(WASHINGTON) -- A border patrol officer has been accused of unlawfully stopping two women for speaking Spanish at a Montana convenience store, according to a law filed by the American Civil Liberties Union.
Video of the incident, which occurred in May, went viral at the time.
“Ma’am the reason I asked you for your ID is because you came in here and I saw you were speaking Spanish, which is very unheard of out here,” the officer tells one of the women in a video first released last year.
When the incident was first reported, U.S. Customs and Border Protection spokesman Andrew Meehan said speaking Spanish alone "is not enough" to pull someone over or ask for ID.
He added, however, that it's possible the agent "very well could have been following procedure."

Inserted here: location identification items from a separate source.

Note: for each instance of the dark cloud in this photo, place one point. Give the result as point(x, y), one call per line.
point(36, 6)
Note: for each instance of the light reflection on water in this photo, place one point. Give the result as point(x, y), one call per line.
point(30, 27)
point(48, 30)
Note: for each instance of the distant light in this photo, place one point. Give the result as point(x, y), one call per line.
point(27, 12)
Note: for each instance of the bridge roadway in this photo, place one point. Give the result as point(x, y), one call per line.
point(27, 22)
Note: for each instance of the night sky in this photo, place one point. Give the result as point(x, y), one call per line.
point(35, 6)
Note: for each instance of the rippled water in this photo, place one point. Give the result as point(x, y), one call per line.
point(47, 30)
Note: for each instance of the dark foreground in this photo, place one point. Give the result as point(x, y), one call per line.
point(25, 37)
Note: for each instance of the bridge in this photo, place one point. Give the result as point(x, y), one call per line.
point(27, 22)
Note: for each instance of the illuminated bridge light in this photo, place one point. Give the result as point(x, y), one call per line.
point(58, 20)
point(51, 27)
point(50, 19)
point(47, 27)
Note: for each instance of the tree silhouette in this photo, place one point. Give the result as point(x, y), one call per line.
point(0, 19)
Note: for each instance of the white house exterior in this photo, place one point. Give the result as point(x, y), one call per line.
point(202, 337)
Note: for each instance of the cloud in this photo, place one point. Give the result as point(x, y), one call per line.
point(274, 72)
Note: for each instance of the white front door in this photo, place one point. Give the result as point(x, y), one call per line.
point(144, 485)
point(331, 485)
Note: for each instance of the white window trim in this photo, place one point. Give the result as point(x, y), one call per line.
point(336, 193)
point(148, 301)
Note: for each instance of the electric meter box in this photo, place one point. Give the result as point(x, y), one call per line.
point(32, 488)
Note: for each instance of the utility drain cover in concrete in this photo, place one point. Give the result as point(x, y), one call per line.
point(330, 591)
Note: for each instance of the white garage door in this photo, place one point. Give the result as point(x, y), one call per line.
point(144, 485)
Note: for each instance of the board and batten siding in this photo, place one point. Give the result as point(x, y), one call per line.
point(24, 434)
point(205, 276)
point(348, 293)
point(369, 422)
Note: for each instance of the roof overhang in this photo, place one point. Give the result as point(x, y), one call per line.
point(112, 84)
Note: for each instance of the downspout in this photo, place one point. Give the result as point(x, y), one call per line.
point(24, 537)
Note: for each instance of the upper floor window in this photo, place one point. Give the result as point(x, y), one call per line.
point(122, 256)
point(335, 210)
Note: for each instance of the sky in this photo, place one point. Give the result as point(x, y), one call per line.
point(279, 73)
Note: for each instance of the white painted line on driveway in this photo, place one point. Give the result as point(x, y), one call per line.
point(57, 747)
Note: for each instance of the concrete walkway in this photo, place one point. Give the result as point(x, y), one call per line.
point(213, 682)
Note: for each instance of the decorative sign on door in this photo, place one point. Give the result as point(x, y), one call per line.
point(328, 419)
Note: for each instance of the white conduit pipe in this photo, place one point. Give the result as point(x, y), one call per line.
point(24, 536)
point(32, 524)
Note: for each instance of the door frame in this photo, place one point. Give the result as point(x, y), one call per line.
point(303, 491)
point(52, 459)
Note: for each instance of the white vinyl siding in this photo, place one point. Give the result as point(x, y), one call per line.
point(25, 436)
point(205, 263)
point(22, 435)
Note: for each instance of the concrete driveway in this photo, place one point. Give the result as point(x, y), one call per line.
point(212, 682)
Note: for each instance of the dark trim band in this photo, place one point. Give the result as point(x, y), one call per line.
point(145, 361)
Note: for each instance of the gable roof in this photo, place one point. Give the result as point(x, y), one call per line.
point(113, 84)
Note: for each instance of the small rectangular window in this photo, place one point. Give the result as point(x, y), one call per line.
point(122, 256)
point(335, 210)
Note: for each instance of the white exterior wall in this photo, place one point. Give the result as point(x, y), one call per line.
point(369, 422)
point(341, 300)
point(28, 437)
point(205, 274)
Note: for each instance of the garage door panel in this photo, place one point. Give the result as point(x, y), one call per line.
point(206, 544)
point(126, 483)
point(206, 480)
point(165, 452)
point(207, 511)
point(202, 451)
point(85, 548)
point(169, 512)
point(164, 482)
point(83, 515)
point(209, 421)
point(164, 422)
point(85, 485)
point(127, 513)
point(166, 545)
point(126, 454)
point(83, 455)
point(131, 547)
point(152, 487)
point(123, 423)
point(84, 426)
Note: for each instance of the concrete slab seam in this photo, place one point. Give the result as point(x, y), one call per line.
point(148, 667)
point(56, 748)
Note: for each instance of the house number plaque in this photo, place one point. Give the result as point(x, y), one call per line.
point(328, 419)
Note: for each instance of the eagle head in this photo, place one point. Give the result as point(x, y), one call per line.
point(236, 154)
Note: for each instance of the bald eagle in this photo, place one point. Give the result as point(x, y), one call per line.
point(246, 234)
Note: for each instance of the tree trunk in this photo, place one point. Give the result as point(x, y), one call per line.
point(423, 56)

“[The] agent used a poor choice of words, for sure,” Meehan said in May.
The women said the officer first asked where they were born, then asked to see their ID’s. Responding to questions from the women, the officer in the video maintains they were not racially profiled.
The incident took place in Harve, a small town in northern Montana less than an hour drive from the Canadian border.
A spokesperson said in a statement that CBP does not typically comment on pending litigation.
The ACLU said the incident is consistent with the agency that is "out of control."
“More broadly, this kind of abusive CBP activity reflects an out-of-control agency emboldened by a vehemently anti-immigrant administration,” the ACLU said in a post explaining the Montana incident.